Jean Eustache, le revenant | Brussell-express

Jean Eustache, le revenant

Posted on 13 juin 2016

« En faisant du cinéma, je voulais aller en arrière, me rapprocher le plus possible des frères Lumière, une démarche réactionnaire si on veut, mais moi, je trouvais ça révolutionnaire… » « Les films sont distribués n’importe comment, n’importe où, à n’importe quel moment, par n’importe qui, je ne connaissais rien à la distribution… » « Quand on a faim, quand on ne sait pas où on va pouvoir passer la nuit, on pense à trouver à manger, à trouver un toit, on n’a pas le temps de penser à la lutte des classes… » « Je filme ce qui se passe devant la caméra, je filme le récit du film, je n’ai pas besoin de rajouter des effets… » « Je voulus refaire ce film (La Rosière de Pessac), que j’avais tourné dix ans plus tôt, et je m’aperçus que cela n’était en rien plus facile… on refait toujours le même film, j’allai refaire ce film en oubliant tout ce que j’avais filmé avant… »

Je revois des interviews d’Eustache, en noir et blanc, l’une juste après le tournage du Père Noël a les yeux bleus, l’autre au moment de la projection à Cannes de La Maman et la putain : Le témoignage d’Henri Martinez, l’ami cheminot de Narbonne, chez qui il descendait de temps en temps, peut-être pour se ressourcer dans cette vie de province dans laquelle il avait baigné, de Pessac à Narbonne, et qu’il avait racontée dans presque tous ses films, de La Rosière à Mes petites amoureuses. Le père de Martinez me cacha pas sa colère à son fils, quand il apprit le suicide du cinéaste : « Tè, ton copain, cet imbécile, il s’est foutu en l’air ! »

« J’ai souvent rêvé un nouveau réveil, pour renaître, tout ressentir à nouveau, les joies, les peines, et tout et tout. Je crois aujourd’hui ce réveil trop grand ou trop dangereux pour l’homme que je suis. Cette porte vers la félicité qui me visite dans mes rêves peut je crois n’être que celle de la mort », écrivait Eustache quelques heures avant de faire le pas vers cette félicité imaginée. Il était hanté par la vision « d’un pays occupé par des forces étrangères… où n’importe quoi peut marcher… », situation contre laquelle il ne voyait pas de réaction possible.
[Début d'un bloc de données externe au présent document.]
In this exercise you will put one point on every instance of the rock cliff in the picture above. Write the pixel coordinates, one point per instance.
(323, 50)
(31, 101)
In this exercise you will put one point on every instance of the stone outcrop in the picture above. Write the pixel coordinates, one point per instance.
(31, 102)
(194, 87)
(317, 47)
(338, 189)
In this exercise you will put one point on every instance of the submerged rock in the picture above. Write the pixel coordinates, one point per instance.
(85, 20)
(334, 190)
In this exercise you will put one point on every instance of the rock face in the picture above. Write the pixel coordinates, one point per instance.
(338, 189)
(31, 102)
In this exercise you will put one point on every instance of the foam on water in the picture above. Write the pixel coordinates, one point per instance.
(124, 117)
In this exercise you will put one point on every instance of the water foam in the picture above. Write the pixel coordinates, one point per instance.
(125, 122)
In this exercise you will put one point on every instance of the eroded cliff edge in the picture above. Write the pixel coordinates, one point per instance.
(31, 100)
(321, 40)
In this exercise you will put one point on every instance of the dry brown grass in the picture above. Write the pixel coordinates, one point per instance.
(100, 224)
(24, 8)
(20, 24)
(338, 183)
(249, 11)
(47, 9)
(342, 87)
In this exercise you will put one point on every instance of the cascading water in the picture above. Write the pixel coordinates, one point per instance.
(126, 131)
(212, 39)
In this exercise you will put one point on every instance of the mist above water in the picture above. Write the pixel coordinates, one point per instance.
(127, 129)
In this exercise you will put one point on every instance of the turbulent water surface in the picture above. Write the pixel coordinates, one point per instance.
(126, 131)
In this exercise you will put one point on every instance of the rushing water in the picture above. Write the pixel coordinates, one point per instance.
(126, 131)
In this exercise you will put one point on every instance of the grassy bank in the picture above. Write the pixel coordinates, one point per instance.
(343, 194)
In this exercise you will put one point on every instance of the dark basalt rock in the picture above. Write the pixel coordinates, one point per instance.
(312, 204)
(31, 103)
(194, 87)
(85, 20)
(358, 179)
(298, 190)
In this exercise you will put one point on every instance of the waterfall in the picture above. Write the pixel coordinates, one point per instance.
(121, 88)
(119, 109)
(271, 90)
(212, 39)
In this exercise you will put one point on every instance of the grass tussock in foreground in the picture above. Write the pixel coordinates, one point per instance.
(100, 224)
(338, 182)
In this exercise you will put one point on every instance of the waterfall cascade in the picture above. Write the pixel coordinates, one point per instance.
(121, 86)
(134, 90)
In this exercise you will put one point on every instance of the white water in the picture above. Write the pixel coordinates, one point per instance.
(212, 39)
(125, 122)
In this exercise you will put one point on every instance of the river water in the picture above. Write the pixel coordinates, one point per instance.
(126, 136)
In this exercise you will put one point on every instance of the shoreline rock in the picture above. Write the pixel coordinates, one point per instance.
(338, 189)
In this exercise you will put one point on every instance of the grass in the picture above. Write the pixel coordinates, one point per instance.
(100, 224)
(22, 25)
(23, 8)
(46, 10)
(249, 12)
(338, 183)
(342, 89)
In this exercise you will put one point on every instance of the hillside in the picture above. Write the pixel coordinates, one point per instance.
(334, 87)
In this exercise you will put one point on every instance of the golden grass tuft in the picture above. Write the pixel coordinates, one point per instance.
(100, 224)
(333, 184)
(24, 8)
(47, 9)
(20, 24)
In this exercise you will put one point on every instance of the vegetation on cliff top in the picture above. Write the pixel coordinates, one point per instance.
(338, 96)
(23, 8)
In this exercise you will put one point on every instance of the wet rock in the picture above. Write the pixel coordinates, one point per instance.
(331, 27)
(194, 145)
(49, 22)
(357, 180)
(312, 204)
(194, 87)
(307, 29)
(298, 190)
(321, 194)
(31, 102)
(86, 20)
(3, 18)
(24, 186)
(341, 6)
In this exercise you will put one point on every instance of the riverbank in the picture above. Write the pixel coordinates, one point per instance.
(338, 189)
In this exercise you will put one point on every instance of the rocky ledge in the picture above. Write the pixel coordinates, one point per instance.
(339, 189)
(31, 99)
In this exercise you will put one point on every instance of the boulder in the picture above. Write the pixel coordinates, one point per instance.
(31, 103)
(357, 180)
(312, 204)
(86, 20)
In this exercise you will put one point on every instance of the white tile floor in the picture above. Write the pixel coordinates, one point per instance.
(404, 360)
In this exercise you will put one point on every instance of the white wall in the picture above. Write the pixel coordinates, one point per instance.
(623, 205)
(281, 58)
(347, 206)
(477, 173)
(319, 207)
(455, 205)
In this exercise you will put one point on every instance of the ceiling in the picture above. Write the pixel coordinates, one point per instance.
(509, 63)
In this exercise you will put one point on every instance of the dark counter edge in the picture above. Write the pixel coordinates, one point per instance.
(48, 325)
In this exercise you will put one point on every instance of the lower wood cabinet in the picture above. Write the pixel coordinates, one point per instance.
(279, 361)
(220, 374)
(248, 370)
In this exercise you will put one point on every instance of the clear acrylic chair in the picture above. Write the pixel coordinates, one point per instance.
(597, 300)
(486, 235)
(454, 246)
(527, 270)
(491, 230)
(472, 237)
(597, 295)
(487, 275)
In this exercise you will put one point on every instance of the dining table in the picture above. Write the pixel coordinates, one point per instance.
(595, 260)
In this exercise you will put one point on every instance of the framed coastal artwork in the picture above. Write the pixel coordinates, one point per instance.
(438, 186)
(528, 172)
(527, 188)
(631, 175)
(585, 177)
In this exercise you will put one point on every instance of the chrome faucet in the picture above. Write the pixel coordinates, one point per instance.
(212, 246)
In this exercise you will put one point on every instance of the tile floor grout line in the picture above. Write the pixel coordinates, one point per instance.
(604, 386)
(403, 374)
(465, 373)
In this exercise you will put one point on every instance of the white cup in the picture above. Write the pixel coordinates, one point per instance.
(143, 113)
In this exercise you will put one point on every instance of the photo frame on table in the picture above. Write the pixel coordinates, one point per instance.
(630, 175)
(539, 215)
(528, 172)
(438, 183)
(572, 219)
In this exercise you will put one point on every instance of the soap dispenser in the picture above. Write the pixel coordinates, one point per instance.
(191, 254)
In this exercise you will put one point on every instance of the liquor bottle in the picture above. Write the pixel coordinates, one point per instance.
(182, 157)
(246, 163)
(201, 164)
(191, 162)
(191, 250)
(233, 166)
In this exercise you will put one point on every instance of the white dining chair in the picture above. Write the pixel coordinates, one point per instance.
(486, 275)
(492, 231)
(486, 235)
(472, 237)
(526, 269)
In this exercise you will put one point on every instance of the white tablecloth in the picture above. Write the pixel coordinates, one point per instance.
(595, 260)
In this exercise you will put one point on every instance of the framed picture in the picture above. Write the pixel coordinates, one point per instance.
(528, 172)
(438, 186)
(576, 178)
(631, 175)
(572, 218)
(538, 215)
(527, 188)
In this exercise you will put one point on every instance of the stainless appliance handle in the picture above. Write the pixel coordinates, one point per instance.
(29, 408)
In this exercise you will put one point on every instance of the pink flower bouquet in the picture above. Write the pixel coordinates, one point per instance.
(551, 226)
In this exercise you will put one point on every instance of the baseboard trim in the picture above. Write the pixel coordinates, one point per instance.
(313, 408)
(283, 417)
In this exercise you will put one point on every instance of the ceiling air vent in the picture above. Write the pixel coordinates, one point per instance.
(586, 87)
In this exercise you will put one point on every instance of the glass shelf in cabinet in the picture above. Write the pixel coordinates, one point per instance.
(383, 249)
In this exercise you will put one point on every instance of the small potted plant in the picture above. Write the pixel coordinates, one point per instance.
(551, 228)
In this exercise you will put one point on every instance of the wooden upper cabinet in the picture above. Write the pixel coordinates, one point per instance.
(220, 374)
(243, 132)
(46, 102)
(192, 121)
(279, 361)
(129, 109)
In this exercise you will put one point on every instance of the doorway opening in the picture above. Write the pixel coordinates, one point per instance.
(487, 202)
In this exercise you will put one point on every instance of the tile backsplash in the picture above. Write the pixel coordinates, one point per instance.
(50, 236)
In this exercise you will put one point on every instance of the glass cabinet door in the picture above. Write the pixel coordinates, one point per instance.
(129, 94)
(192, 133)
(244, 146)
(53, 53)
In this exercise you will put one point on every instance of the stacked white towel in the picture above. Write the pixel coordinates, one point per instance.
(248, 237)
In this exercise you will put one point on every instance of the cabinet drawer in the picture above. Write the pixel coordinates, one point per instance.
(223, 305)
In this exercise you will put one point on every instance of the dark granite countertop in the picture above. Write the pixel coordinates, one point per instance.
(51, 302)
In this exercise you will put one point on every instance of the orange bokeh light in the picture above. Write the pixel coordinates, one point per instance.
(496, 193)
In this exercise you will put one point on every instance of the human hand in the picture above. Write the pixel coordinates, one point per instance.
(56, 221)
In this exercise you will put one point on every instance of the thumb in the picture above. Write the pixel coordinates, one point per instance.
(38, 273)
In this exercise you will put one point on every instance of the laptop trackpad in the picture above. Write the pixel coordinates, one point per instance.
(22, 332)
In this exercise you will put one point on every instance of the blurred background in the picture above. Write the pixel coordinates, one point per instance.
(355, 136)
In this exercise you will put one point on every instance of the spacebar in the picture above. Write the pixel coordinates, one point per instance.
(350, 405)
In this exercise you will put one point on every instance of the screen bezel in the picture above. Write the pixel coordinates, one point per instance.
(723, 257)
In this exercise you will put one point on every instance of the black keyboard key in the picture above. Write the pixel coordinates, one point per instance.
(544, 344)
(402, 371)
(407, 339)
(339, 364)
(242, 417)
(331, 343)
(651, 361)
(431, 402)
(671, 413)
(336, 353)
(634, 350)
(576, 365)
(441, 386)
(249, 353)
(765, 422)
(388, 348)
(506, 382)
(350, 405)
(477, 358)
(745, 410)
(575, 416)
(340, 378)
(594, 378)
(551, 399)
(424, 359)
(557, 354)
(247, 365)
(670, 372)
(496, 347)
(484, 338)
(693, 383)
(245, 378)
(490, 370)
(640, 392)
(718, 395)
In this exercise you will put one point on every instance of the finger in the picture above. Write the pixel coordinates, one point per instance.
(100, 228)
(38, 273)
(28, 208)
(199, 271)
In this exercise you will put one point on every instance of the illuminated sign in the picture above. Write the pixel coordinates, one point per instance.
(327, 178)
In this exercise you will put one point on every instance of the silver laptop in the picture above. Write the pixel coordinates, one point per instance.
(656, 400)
Il annonçait déjà, il y a près d’un demi-siècle, l’occupation des consciences, le grand chaos à venir de l’économie abstraite, dévoreuse de toute chose concrète, à commencer par toute tentative de décrire le monde réél – cette recherche du sens qui n’est rien d’autre qu’un geste de survie.

À la lumière du monde réél tel que nous le vivons aujourd’hui, je pense souvent à Jean Eustache, parce que tout chez lui fait sens, au cœur même des contradictions : il est de la province et il est de Paris ; il est totalement de son temps et il reste fidèle à une époque passée ; il est apolitique par lucidité et révolutionnaire par sensibilité ; c’est un écorché vif qui s’arme de cynisme ; il s’exprime en authentique intellectuel, fort de la simplicité (et de la complexité) du cheminot qu’il fut. Tout en lui est français, d’une façon originale et évidente. Et si l’on est Français, il faut bien aller à la rencontre de ce que l’on est.